= Hermann Senftleben =

German physicist

Hermann Senftleben (April 8, 1890, in Bremen – 1975 in Recklinghausen) was a German physicist and physical chemist.

== Education and life ==
Senftleben was born in Bremen. After graduating from the König-Wilhelm-Gymnasium in Breslau, Senftleben studied physics at the University of Breslau and received his doctorate with Rudolf Ladenburg. The dissertation was about the glow of flames, which he attributed in part to light scattering from small particles in the flame. He was then an assistant in Breslau (with Carl Hintze, Arnold Eucken and Otto Lummer) and Marburg (with Clemens Schaefer), where he habilitated in 1924 and became a privatdozent at University of Marburg. From 1935 until his retirement in 1958 he was a full professor at the University of Münster. He also conducted research there from 1946 to 1961 as an employee at the Marl Chemical Park.

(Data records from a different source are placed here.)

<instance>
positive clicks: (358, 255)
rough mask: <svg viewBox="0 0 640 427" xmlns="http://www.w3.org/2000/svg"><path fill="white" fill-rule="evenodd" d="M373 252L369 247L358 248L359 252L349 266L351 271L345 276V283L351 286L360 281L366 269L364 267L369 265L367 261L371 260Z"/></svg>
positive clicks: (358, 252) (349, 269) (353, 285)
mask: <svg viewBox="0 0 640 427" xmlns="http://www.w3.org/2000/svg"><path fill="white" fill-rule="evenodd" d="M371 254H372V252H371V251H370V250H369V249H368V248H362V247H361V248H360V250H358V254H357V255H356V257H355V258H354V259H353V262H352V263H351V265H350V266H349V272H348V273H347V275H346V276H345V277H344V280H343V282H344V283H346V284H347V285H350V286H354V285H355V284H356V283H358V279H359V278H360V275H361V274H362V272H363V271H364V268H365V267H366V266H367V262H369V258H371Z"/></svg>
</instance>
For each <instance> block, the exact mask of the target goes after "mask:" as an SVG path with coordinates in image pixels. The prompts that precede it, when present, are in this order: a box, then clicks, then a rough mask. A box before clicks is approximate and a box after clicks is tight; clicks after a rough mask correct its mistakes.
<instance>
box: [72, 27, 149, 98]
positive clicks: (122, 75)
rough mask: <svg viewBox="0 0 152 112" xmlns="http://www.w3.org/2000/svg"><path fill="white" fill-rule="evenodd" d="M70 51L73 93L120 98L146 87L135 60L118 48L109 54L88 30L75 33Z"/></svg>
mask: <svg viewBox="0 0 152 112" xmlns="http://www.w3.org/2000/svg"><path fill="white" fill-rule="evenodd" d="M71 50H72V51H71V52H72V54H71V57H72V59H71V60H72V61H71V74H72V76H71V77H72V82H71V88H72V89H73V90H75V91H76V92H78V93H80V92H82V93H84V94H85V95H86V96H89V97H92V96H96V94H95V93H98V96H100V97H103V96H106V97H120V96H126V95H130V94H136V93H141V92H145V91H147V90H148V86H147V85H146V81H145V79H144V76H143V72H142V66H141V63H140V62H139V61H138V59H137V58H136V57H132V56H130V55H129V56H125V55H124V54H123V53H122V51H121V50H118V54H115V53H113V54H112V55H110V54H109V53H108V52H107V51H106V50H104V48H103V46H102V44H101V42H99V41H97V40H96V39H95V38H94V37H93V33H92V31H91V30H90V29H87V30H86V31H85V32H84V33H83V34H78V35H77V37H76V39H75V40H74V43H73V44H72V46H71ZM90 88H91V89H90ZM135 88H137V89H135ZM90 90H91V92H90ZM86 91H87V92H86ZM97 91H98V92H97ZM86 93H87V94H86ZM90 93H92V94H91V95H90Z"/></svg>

Stimulated by Eucken, he turned to physical chemistry in the 1930s. Among other things, he researched on the direct proof of the dissociation of molecules by collisions of the second kind, the course of the reaction in the production of hydrogen and the electron affinity of oxygen. In particular, however, he investigated the conduction of heat in gases.

The Senftleben-Beenakker effects are named after him and Jan Beenakker, the influence of electric and magnetic fields on the transport properties (thermal conductivity, viscosity) of molecular gases.